Breathe in, through the nose. You can feel the slow intake of air through your nose hairs. Nice and easy. Breathe out slowly, emptying your lungs. Your lungs? They are carwash sponges: wring them out until they are light as a feather, so Nerf-y, they practically float.
This is what is known as a guided meditation, and all you really have to do is follow along. If you get tripped up, just go back to carwash-sponge breathing, wringing out and filling up. Wringing out, filling up.
If it helps, imagine that you are washing a black Jaguar F Type Project 7 you just paid cash for and haven’t even driven yet. Wring out the sponge, then fill up your lungs. Remember the Mona Lisa’s smile? Put that on your face. It’s a unisex expression, in case you knew not, and you are a mystery man, relaxed, healthy, and effortlessly achieving without being driven. Your secret? You know how to relax. How to smile enigmatically at life. It’s all so easy, isn’t it? That’s your mantra, which is a phrase you repeat until you believe it to be true. It’s. All. So. Flippin’. Easy.
Deep breath in as you feel your lungs and chest stretch and expand. So good, right? Hold the breath in for four and exhale through the mouth without making a sound. All they see is a blob still in bed, but you know better. You know you are meditating, taking care of the delicate filament of life that lives within your strapping terrestrial existence.
Now, see yourself getting ready to walk down a flight of stairs, going deeper and deeper into calm, a kind of post-long-hot-shower calm. There is no judgment or competition here. Mysterious smile followed by two carwash-sponge breaths. Even calmer.
You are wearing your favorite sweats, by the way. Feeling the soft terry of your thousand-year-old hoodie against your head, breathe in. Yes, the hood is up. Feel the soft, worn-in leather of your imaginary flip-flops as you descend the staircase of your inner man cave. With each step down, you are deeper into your personal man mystery, the image of the Jag finding purchase in your third eye, located right between your eyebrows. Like a hood ornament!
Breathe out, and take a few more steps down to the bottom, where a dark but cozy mahogany-paneled room awaits you. There is an armchair in the room, one made of oiled and worn leather, a chair so inviting it begs the question of whether man was really meant to stand at all. You are one with the cavescape. You are one. But who, in fact, are you? It doesn’t matter. Really? Yes, really.

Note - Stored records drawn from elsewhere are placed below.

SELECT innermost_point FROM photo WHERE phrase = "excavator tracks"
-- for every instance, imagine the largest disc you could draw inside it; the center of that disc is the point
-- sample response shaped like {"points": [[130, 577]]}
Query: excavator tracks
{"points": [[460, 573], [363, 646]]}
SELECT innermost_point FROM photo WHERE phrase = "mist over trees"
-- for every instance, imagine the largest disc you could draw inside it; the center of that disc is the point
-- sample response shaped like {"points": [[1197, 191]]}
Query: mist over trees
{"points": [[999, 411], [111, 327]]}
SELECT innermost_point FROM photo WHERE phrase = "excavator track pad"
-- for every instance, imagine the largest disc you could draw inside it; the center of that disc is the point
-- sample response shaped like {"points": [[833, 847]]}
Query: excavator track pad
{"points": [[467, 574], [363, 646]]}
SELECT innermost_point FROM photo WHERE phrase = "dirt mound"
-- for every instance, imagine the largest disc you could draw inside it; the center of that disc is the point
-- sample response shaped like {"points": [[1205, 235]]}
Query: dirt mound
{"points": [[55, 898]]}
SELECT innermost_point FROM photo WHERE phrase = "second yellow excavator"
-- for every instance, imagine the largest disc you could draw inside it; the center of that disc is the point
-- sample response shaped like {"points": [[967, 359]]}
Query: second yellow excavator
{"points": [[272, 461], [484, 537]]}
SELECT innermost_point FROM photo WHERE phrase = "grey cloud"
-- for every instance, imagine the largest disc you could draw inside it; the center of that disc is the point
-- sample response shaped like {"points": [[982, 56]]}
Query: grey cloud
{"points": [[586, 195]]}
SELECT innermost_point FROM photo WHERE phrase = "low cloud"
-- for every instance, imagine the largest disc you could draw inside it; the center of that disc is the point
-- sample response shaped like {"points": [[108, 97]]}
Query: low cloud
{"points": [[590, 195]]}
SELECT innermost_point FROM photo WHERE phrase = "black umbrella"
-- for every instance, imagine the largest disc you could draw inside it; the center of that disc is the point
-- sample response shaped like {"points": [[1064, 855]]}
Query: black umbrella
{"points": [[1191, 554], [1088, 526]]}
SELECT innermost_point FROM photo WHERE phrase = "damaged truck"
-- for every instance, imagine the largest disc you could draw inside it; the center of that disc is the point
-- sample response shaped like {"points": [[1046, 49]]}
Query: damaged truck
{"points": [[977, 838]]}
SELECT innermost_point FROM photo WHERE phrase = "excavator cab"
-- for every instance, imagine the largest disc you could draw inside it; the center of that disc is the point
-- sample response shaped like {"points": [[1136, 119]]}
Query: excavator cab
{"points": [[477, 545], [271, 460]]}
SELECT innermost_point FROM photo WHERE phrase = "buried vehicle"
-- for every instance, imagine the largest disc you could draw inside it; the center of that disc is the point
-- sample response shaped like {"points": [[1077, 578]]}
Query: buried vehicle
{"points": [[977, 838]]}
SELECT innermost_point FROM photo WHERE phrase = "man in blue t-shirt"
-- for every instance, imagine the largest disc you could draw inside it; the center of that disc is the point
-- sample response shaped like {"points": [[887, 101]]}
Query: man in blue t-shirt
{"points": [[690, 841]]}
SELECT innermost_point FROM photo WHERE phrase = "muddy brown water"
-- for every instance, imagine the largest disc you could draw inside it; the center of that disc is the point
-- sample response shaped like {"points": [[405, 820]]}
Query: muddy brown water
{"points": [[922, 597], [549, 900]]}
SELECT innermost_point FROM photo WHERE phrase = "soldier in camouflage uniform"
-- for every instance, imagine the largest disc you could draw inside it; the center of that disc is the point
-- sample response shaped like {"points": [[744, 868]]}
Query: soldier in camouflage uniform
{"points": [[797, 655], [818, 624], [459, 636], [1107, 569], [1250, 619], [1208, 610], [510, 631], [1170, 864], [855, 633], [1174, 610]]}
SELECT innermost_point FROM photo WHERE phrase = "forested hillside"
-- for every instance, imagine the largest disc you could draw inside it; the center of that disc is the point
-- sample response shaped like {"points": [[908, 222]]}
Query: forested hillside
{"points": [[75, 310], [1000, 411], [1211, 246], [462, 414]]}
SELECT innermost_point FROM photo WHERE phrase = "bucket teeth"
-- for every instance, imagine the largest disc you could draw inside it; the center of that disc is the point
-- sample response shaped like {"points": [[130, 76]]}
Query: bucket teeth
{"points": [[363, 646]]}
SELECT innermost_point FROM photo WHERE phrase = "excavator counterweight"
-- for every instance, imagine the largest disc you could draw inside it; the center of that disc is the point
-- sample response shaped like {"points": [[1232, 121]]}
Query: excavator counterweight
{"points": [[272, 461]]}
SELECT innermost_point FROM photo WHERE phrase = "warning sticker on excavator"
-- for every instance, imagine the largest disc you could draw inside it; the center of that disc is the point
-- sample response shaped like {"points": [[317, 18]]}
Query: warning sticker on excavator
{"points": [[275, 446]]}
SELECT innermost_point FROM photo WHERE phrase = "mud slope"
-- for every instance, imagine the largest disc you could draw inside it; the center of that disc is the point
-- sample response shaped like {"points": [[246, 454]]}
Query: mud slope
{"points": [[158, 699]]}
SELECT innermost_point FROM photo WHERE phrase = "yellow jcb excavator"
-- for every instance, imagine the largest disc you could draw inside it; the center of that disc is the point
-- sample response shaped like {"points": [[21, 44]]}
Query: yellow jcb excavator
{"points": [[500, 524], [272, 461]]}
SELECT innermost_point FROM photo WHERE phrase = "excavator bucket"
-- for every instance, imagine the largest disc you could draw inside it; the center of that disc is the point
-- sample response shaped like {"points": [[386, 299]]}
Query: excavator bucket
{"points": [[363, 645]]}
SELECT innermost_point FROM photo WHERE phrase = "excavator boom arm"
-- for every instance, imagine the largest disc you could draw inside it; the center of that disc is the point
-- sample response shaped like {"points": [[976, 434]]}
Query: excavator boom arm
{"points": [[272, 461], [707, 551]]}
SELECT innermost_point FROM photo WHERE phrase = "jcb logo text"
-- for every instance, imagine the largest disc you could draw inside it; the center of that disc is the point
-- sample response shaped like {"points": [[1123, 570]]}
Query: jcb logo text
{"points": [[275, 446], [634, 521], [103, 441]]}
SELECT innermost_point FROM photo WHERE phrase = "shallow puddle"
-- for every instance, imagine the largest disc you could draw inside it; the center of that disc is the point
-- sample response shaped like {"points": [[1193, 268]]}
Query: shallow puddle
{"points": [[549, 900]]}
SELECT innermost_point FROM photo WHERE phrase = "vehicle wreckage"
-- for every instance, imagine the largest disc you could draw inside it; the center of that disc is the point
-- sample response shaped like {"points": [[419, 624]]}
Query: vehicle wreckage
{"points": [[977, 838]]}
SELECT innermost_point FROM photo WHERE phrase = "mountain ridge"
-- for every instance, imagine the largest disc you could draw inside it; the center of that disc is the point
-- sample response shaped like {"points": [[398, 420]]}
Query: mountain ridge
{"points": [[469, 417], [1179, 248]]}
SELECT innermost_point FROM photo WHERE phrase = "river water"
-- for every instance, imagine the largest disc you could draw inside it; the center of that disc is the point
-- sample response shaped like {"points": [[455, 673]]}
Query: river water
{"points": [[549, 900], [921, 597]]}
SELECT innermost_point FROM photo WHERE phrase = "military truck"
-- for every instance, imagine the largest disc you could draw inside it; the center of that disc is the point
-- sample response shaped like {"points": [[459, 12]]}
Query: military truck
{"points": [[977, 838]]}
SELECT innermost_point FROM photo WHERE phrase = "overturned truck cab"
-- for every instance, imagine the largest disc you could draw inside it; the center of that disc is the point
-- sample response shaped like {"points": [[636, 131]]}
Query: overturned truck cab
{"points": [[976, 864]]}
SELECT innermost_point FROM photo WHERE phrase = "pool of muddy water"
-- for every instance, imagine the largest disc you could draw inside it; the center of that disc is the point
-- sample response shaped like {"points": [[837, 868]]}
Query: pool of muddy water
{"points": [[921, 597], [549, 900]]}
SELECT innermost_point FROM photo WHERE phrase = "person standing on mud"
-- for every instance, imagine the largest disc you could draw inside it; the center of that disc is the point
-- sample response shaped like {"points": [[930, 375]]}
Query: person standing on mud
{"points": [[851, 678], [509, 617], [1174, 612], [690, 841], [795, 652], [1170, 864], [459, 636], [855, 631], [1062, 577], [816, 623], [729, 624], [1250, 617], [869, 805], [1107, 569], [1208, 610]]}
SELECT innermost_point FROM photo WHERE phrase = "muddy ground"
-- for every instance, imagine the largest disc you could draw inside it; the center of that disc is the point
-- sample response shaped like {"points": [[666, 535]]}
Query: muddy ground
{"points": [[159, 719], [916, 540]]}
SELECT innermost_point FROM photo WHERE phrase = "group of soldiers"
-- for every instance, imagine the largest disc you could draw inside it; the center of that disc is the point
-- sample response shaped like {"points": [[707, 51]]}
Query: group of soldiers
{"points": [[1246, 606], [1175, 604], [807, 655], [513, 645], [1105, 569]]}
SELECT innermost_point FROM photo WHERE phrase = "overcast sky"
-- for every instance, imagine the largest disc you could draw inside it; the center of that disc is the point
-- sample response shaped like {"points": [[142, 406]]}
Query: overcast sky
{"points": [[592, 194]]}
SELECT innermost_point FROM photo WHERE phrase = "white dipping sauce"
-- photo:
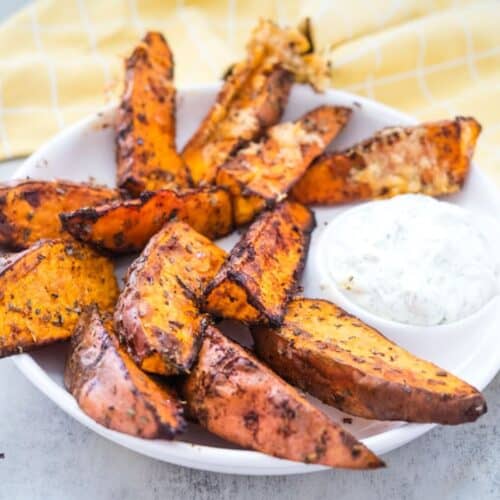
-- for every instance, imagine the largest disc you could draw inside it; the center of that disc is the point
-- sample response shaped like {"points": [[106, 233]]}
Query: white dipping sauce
{"points": [[412, 259]]}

Do the Army breath — deep breath in through the nose, then hoooaaaahhhh, out. And repeat, deep breath in, then hoooaaahhh car-wash-sponge out, focusing on the third-eye jaguar, the leaping jaguar stilled for a perpetual moment in the middle of your face. Are you that jaguar?
No, you are the guy in the Maxell commercial, the guy sitting in the chair with the windy music blowing at you while nothing else exists except you and the music of life. Only there is no music and no wind. Sitting in the chair now, in your soft sweats, you are riveted by a screen in front of you, a $9,000 LG 55-inch curved HD screen, the one everyone wants. There is a remote in your hand and you finger it idly. You could probably use it blindfolded. But, for now, it is just residing in your hand as you stare at the blank screen. It is on, but silent, and the most beautiful night-sky black.
As you sit, quietly and peacefully staring, all you think of is your breath. Not your morning breath, of course, but the capital-B breath of energy. You continue doing the carwash-sponge respiration cycle for several minutes until you feel utterly refreshed. Then, at that place of utter mancalm, you take one last breath in, a long, slow breath with all the gratitude you can muster for your life. You note a faint smell in the air now, a faint smell of … bacon. Heavenly.
And returning to Earth — 5 bacon, 4 bacon, 3 bacon, 2 bacon, 1 — you feel the weight of your body in the trough of your bed. Peace be with you, brogi. You’ve earned your coffee.